Qui est t-il ? D'où vient-il ? Que devient-il ? Que veut-il ?
L'étranger est indissociable de la cité, « il est celui qui est différent, qui n'est pas du pays ...mais qui au fil du temps se sédentarise. » Sans étranger la cité n'existe pas. Car la ville c'est le lieu où l'on vient d'ailleurs. La ville s'enrichit au fil du temps des différences des individus qui la composent.
Marseille en est l'illustration. Elle s'est nourrie de ses communautés, elle est l'aboutissement des flux qui ont façonné son image de cité cosmopolite.
Mais connait-on vraiment ses étrangers ? Ne pourrait-on poser un autre regard sur eux et tenter ainsi de mettre fin aux clichés encore bien présents ?
Monica Ruiz.B, photographe, est une "étrangère". Née en Colombie, elle a vécu successivement en Amérique latine, aux Etats Unis puis en France. Elle réside à Marseille depuis 1994.
Son projet ? Nous présenter treize portraits. Treize hommes ou femmes qui un jour se sont arrêtés dans cette ville, l'ont adoptée et y sont restés pour se réaliser.

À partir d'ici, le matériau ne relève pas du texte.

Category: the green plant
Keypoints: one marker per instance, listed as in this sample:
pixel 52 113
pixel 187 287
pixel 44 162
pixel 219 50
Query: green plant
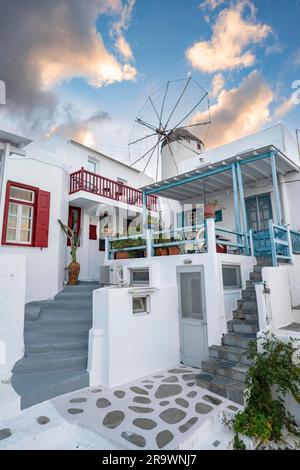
pixel 128 243
pixel 274 373
pixel 73 237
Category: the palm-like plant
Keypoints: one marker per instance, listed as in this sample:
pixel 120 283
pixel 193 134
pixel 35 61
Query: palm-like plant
pixel 73 237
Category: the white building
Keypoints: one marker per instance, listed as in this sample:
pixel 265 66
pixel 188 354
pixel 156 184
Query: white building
pixel 186 288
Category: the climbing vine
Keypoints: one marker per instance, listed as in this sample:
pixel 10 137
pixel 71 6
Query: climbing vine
pixel 275 373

Au delà de ces visages c'est treize parcours professionnels et personnels qui sont donnés à voir, treize marseillais venus de treize pays différents, investis dans la vie de leur cité. C'est appréhender ces personnes au-delà de leur statut politique ou économique mais en tant qu'individu propre avec leur histoire et cette volonté de construire une vie ailleurs que dans leur pays natal.
Cet attachement à Marseille, le photographe se propose de le visualiser en laissant son sujet choisir le lieu de la prise de vue. Quel est l'endroit, le monument, le quartier... de Marseille auquel il souhaite être associé ? Quel est ce lieu qui pour eux constitue le symbole de ce qui les lie à cette ville et qui devient le trait d'union entre leur vie à Marseille et ce qui a précédé.
Enfin, en photographiant cette personne et ce lieu on accède à sa mémoire.
En nous livrant son choix la personne nous ouvre sa mémoire, un fragment de mémoire à un instant donné. Un moment fugace qui pourrait constituer une trace indélébile, fixé par le photographe, si le temps lui-même ne modifiait pas ce même souvenir.
A peine celui-ci semble fixé qu'il est déjà différent chez celui qui nous l'a donné à voir. Car le temps change immuablement la perception de notre mémoire dans le flux permanent de notre existence.